La narración más antigua, Gén 2,18-25, pertenece al documento yahvista del Pentateuco. Ya en el versículo 7 se nos narra la creación del varón. Modelado por Dios, surge del polvo de la tierra, pero recibe el espíritu de vida. Luego encontramos en esta narración: “Y se dijo Yahvé Dios: No es bueno que el hombre esté solo, voy a hacerle una ayuda semejante a él” (Gén 2,18). El hombre tiene conciencia de su soledad porque se siente diferente y superior a los animales, en los que no logra encontrar “una ayuda adecuada para sí” (Gén 2,20). La necesidad de superar esta soledad le abre hacia la relación y comunión interpersonal, que se le hace posible con la creación de la mujer, un ser con el que comparte naturaleza, diciéndosele ya desde el primer momento al varón que tiene que comunicarse y amar a su mujer, pues se le manda unirse a ella para superar su aislamiento, estando la diferencia sexual en el origen de su mutua atracción, entrando así el matrimonio desde el principio en el plan de Dios, y constituyendo amar y ser amado el sentido de nuestra vida.
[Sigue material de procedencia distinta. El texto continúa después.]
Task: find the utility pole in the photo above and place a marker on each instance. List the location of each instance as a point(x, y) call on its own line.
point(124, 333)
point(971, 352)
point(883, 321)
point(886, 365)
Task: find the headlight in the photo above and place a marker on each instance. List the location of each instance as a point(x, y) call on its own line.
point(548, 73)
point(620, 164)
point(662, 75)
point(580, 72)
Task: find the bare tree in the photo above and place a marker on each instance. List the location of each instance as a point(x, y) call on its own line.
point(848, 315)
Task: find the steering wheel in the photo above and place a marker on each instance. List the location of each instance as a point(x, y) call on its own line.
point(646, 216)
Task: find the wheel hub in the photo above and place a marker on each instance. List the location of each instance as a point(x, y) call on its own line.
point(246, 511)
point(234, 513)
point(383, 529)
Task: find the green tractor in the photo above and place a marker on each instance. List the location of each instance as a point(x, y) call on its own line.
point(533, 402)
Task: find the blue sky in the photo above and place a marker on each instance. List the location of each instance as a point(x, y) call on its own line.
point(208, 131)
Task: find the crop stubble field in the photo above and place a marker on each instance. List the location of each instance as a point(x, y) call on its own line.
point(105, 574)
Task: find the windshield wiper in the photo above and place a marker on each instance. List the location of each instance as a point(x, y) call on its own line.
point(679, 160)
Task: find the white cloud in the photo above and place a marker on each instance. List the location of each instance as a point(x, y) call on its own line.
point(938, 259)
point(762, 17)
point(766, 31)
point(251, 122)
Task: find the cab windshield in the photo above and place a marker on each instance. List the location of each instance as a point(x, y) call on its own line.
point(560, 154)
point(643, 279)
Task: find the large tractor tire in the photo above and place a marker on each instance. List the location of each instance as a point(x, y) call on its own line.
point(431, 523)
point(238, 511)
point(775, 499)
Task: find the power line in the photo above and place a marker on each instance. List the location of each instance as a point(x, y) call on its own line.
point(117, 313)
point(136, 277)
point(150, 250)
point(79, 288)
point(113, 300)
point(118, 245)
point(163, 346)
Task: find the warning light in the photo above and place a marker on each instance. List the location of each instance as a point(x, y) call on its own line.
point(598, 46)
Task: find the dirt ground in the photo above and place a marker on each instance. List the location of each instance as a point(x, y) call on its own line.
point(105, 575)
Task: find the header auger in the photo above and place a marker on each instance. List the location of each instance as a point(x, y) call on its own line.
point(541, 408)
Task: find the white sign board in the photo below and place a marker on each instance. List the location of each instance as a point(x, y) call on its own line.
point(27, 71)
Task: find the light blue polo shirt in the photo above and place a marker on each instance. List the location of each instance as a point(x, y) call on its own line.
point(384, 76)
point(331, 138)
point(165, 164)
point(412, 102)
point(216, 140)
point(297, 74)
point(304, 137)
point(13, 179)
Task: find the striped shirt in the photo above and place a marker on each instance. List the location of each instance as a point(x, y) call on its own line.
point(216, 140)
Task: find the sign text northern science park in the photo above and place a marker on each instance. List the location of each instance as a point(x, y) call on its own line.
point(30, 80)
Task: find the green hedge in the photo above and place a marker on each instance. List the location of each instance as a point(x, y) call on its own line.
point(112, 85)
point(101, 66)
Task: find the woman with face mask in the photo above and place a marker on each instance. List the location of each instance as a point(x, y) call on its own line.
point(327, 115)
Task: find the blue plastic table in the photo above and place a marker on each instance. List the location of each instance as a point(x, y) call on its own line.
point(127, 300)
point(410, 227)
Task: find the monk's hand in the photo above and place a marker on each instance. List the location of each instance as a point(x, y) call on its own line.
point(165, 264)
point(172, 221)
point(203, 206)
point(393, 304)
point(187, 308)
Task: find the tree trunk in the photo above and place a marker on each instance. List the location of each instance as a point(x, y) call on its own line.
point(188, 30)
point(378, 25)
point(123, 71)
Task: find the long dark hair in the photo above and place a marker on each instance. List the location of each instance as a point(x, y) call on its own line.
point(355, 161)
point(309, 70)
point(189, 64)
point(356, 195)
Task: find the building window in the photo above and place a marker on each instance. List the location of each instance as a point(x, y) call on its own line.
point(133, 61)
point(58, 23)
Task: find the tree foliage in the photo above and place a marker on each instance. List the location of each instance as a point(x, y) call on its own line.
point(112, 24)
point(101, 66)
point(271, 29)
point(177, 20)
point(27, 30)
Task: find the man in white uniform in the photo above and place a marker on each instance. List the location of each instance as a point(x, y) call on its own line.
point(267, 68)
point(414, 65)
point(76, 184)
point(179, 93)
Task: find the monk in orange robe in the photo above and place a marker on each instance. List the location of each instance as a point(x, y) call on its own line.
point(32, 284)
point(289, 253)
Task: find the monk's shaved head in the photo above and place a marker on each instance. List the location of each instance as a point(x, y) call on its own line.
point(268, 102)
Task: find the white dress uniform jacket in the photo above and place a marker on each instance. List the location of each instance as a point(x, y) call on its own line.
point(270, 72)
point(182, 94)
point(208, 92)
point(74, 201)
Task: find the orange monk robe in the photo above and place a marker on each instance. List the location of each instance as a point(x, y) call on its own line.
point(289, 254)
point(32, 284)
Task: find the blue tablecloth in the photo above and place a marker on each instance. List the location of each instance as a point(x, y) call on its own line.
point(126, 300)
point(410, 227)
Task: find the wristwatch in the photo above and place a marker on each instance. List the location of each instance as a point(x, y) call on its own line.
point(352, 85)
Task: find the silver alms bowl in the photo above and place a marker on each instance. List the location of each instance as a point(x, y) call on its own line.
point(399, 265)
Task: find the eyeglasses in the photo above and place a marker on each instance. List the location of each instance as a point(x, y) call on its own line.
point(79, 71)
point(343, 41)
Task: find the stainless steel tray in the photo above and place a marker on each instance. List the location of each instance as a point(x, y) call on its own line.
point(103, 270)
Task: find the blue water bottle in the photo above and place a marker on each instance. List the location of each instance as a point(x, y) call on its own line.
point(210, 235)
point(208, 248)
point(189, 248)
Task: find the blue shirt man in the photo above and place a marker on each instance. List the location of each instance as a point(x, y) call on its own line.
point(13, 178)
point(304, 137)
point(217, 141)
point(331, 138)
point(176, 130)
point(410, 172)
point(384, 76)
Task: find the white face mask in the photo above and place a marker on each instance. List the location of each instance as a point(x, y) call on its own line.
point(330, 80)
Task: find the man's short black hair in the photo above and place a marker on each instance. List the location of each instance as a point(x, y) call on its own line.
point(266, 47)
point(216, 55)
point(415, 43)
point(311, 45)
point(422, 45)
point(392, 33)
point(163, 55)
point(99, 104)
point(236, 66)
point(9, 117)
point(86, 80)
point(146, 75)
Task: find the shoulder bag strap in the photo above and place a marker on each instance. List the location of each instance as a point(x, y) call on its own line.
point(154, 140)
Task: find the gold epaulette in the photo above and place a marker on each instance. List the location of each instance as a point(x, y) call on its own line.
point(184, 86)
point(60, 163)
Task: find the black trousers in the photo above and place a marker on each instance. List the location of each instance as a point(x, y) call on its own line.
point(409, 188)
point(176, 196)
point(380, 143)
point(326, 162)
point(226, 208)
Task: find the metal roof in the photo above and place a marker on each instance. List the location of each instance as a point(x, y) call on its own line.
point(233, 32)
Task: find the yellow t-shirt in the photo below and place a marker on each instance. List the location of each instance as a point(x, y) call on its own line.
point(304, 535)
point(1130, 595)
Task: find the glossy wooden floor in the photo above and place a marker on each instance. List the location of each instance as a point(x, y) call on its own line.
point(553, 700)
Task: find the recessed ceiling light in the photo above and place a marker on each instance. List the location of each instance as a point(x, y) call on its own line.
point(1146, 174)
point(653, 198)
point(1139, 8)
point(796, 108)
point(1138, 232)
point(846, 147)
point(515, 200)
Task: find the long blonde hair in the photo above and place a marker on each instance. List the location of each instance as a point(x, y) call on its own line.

“Por eso dejará el hombre a su padre y a su madre; y se adherirá a su mujer y vendrán a ser los dos una sola carne” (Gén 2,24). Este versículo supone una unión estable y profunda. El misterio de la masculinidad y feminidad, los dos modos de ser de la persona humana, tiene que ver con la relación mutua, la reciprocidad sexual, el equilibrio afectivo, la comunión personal, para lo que se precisa una cierta diferencia, en la que la separación llama a la unidad y la unidad supone la separación que hace posible la comunicación y el lenguaje, pero que conlleva la unidad de naturaleza o de la carne, donde incluso estando desnudos, no sienten vergüenza ni de sí, ni del otro (v. 25). Las exigencias legítimas de la sexualidad, es decir la reciprocidad y la entrega mutua en armonía, se integran en un proceso de humanización, que empuja al hombre y a la mujer ya adultos a abandonar su medio familiar originario, a fin de alcanzar su realización y una satisfacción adecuada a sus deseos.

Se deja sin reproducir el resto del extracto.